The gear certainly isn't new, but worked perfectly, we play.. checked them for a while before sending me on my way. No probes, but a quick trip to DSE sorted that.

The unversity had gone digital, and had a room full of CROs and so on. So if you're looking for a CRO that has been looked after and maintained, and you're enrolled at uni/college, hit up the electrical engineering department politely. You never know your luck!

http://flic.kr/p/8cpBU9

dmlandrum:
I don't know where you are, but here in the States, public universities and 2-year (community) colleges are required to put surplus and outdated items up for auction, and it can be difficult to find out when and where these auctions are. Private colleges probably don't have to follow this regulation. Trust me, I've tried.

johnboxall:
Brisbane, Australia. Public universities can generally write things off once their 'useful life' has ended if the value is under a set amount (this varies). At that point it is the general 'unwritten' rule that the written-off items can be given away to students, donated to student clubs, etc. For example, my uni turns over computers every 3 years, at which point they are refurbished and handed out to lower-income students.

Zero999:
The college I used to go to had really old test equipment, some over 20 years old.

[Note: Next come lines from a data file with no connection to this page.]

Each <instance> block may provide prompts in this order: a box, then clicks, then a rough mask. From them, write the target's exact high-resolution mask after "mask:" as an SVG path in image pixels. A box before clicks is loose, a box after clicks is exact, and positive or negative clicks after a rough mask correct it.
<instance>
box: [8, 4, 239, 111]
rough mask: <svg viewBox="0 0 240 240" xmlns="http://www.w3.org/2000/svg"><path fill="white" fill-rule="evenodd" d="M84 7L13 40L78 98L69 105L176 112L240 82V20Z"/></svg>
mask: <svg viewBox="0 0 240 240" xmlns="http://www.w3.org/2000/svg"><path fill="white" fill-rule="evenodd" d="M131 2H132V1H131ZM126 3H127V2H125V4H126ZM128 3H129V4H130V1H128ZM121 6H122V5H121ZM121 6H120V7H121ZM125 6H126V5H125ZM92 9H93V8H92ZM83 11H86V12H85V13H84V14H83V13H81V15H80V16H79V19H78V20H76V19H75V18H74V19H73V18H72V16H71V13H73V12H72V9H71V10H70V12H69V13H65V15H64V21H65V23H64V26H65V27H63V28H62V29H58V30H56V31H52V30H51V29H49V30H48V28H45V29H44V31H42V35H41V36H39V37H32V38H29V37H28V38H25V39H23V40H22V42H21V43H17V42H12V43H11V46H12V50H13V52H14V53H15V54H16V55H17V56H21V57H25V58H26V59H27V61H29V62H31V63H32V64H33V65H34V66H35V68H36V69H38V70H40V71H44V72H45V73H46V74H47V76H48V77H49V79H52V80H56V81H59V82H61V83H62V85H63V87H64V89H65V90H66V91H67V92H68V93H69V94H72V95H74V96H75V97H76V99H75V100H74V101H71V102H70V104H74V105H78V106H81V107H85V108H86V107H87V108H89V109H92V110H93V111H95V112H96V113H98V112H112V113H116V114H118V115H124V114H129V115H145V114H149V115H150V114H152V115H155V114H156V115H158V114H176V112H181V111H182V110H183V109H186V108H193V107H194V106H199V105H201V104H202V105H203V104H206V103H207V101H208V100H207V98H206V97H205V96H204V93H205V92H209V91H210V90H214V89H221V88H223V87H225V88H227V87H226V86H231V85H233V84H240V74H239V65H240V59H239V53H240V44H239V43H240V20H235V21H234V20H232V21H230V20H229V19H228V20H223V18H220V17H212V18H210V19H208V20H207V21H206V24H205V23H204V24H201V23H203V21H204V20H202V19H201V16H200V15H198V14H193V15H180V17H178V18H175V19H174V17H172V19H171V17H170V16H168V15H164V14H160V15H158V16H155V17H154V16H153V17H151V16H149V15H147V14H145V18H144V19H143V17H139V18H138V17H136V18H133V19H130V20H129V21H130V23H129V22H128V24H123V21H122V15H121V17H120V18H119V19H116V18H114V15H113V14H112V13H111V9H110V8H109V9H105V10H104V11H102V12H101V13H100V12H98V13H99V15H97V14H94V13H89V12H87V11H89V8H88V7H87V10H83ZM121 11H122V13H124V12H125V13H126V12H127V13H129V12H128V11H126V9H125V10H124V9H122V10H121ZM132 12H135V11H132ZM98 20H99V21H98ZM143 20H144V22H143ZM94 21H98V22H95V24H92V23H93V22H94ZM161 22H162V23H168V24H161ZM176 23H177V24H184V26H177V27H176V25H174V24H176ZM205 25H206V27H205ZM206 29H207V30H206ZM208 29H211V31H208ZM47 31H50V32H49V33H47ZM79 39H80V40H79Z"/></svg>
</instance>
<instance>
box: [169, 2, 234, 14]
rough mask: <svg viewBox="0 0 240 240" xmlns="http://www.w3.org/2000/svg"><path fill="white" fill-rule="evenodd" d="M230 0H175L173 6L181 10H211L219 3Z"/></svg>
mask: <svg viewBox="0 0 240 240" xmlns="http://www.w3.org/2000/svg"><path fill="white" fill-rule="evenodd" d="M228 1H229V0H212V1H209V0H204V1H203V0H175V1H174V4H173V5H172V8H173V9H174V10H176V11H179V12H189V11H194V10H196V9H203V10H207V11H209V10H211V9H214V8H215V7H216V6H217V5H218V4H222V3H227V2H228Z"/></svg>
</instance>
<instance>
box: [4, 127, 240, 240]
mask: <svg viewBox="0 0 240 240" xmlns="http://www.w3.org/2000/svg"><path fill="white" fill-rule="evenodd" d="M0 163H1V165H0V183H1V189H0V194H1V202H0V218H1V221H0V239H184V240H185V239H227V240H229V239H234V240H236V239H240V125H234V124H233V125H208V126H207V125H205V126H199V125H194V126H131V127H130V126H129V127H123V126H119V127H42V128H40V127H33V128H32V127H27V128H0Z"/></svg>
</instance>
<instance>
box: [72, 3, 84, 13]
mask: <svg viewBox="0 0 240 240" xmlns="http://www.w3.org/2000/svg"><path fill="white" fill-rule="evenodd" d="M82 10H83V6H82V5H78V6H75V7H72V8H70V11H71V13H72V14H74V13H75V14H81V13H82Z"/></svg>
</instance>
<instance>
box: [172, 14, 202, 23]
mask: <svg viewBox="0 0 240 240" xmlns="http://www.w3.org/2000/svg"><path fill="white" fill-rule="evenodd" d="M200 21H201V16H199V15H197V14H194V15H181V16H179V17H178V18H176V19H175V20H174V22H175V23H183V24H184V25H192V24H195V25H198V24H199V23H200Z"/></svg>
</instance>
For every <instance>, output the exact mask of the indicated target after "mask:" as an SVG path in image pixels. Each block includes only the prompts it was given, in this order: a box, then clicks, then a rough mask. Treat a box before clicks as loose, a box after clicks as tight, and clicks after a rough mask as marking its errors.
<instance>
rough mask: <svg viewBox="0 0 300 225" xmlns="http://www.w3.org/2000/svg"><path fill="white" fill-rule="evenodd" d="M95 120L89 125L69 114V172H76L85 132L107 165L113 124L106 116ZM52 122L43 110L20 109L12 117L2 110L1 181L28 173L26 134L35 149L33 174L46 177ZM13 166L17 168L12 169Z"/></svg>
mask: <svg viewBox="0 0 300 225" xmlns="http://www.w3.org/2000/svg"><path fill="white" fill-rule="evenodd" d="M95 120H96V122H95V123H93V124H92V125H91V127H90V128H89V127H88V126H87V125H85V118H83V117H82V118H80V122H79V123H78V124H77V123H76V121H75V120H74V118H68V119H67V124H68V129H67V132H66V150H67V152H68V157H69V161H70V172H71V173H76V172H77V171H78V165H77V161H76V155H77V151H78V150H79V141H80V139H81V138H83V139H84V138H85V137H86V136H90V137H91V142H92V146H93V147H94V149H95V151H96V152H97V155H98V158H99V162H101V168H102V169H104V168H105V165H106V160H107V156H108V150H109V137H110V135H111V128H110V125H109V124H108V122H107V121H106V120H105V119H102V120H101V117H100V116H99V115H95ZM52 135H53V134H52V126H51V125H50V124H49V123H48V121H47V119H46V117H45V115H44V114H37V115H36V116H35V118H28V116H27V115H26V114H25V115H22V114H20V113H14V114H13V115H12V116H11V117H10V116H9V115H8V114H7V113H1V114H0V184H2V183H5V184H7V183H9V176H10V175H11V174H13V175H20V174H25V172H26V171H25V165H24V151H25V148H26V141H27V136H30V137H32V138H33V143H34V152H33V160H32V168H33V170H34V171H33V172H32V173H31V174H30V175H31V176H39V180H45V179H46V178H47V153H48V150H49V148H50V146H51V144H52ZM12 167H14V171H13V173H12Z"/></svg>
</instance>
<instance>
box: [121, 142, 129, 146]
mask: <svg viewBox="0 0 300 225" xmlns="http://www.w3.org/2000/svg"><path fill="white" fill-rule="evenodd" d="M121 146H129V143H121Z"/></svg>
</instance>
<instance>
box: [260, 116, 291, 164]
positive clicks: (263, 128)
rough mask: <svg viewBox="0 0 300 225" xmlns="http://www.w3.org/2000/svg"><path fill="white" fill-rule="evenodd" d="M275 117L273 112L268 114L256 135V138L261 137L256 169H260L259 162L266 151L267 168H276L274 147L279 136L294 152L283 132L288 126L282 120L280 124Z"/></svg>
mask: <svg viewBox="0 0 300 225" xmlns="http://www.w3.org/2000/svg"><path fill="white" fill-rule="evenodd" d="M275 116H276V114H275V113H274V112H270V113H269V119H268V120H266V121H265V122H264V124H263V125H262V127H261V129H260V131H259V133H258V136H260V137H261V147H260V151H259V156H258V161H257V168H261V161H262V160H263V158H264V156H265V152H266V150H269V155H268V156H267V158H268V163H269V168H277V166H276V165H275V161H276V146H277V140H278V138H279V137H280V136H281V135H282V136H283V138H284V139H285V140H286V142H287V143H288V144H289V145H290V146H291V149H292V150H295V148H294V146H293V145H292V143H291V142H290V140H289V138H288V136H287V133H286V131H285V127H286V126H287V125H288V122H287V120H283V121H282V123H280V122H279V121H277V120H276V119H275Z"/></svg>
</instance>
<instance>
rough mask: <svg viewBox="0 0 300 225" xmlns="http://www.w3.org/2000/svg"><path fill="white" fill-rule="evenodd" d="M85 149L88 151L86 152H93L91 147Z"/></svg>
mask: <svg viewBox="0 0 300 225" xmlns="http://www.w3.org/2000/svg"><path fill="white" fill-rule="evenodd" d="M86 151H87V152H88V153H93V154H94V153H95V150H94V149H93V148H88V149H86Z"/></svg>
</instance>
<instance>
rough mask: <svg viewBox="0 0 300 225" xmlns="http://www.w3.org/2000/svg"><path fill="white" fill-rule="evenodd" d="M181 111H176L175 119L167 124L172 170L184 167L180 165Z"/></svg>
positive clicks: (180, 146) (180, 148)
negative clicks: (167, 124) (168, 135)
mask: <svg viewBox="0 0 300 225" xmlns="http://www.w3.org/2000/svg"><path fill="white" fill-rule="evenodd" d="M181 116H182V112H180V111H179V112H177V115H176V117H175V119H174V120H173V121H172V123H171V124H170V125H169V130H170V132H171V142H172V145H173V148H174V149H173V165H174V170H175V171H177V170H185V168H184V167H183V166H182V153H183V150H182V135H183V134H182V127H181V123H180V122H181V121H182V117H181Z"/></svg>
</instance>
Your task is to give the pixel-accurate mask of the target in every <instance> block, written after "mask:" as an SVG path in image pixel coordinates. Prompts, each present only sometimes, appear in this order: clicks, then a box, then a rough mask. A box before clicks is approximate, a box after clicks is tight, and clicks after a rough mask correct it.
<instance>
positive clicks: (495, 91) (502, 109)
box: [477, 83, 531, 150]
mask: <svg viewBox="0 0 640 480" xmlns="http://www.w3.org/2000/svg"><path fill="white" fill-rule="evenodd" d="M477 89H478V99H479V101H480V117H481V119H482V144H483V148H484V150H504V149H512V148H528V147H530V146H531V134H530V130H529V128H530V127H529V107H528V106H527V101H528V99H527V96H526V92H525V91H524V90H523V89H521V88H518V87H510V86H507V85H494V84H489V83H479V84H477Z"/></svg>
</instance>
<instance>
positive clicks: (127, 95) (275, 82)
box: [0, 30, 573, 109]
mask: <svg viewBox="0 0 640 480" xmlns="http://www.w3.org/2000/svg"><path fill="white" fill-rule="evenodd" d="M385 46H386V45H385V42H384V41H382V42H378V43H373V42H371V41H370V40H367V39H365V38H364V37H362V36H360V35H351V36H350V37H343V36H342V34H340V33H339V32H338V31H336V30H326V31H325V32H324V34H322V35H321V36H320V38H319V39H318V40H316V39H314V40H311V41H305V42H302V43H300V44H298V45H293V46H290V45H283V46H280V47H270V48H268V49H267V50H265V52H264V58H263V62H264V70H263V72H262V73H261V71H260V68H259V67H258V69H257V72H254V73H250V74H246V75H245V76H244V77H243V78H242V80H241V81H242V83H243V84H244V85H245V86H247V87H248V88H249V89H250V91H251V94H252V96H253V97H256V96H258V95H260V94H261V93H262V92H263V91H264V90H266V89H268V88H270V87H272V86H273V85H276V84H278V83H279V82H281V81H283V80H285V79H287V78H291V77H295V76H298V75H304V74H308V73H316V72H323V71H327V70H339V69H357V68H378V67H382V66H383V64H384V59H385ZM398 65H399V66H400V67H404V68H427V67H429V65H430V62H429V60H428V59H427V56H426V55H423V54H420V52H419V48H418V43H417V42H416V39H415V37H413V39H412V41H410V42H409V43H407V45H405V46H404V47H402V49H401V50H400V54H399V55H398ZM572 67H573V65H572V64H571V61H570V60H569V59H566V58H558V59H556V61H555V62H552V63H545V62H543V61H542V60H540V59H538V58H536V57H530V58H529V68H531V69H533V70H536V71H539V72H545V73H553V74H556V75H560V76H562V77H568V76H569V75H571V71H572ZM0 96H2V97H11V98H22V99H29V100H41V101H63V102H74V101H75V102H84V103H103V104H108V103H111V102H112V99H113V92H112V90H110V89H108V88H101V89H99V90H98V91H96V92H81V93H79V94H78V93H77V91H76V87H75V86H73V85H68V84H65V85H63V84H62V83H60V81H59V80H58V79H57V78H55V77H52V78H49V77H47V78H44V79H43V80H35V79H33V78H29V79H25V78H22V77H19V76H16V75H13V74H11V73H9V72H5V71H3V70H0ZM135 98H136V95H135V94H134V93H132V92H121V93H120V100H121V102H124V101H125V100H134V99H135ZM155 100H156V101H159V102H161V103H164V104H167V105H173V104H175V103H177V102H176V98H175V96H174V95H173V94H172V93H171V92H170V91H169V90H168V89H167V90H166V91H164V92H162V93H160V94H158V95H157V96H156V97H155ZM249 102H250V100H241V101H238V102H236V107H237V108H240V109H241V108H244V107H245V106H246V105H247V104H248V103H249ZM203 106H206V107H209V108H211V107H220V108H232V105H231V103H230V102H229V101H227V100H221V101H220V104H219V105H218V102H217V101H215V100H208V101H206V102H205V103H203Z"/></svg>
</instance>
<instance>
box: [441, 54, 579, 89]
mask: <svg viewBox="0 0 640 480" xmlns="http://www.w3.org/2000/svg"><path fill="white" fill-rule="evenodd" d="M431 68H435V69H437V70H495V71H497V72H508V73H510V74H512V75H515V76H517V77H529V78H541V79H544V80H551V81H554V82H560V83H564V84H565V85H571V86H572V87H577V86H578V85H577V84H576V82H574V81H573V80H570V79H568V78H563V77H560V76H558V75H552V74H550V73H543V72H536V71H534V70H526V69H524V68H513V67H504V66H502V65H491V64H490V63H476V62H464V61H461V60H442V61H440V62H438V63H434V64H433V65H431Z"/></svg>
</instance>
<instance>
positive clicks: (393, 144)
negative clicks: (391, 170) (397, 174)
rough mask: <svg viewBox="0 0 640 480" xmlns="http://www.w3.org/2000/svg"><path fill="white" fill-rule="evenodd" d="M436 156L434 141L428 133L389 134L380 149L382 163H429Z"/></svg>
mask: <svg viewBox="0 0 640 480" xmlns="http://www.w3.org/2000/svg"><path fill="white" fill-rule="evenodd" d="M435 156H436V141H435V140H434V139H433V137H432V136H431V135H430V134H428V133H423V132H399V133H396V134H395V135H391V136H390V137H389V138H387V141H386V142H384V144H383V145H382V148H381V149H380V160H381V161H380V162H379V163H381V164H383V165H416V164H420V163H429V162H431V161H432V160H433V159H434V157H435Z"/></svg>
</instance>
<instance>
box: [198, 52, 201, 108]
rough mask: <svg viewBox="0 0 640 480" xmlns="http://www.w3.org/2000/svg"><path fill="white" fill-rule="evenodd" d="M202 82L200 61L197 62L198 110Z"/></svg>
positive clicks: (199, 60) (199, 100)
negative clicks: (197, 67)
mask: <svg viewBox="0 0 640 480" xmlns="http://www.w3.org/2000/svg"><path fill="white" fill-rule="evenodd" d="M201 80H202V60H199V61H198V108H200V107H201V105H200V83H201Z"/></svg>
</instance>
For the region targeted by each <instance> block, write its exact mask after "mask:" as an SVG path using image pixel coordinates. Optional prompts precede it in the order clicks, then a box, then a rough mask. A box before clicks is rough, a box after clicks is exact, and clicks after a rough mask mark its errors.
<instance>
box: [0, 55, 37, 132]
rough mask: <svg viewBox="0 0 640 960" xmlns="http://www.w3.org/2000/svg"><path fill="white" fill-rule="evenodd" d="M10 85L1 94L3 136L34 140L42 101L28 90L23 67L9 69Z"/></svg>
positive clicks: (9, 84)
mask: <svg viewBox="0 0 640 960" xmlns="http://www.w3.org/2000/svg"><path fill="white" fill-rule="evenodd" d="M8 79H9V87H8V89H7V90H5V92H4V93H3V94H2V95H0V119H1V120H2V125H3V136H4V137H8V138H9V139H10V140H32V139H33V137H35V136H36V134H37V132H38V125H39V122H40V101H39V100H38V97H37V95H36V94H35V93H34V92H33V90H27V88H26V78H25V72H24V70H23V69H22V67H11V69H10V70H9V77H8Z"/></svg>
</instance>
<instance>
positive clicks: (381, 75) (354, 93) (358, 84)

I have two analogue 'scopes, an old Cossor 75MHz which I bought cheaply off a colleague and a 10MHz Tectronix which someone gave me for free. I had an old 16MHx Gould 'scope but it was temperamental so, rather than spending the time to fix it, I gave it away.

alm:
20 years old isn't that old for test equipment, unless you're comparing to the current high-end stuff. In 1990, there were decent digital oscilloscopes, analog scopes to 1GHz, multimeters to 8.5 digit (the current HP 3458A was introduced in 1988 or so) and good signal generators (though not that much DDS stuff). The majority of my test equipment is over twenty years old (all bought used). Most of the test equipment hasn't improved that much compared to 1990, except for fancy displays and more digital control. It's more a matter of the market segment (cheap junk from 1990 is now even cheaper junk) than age.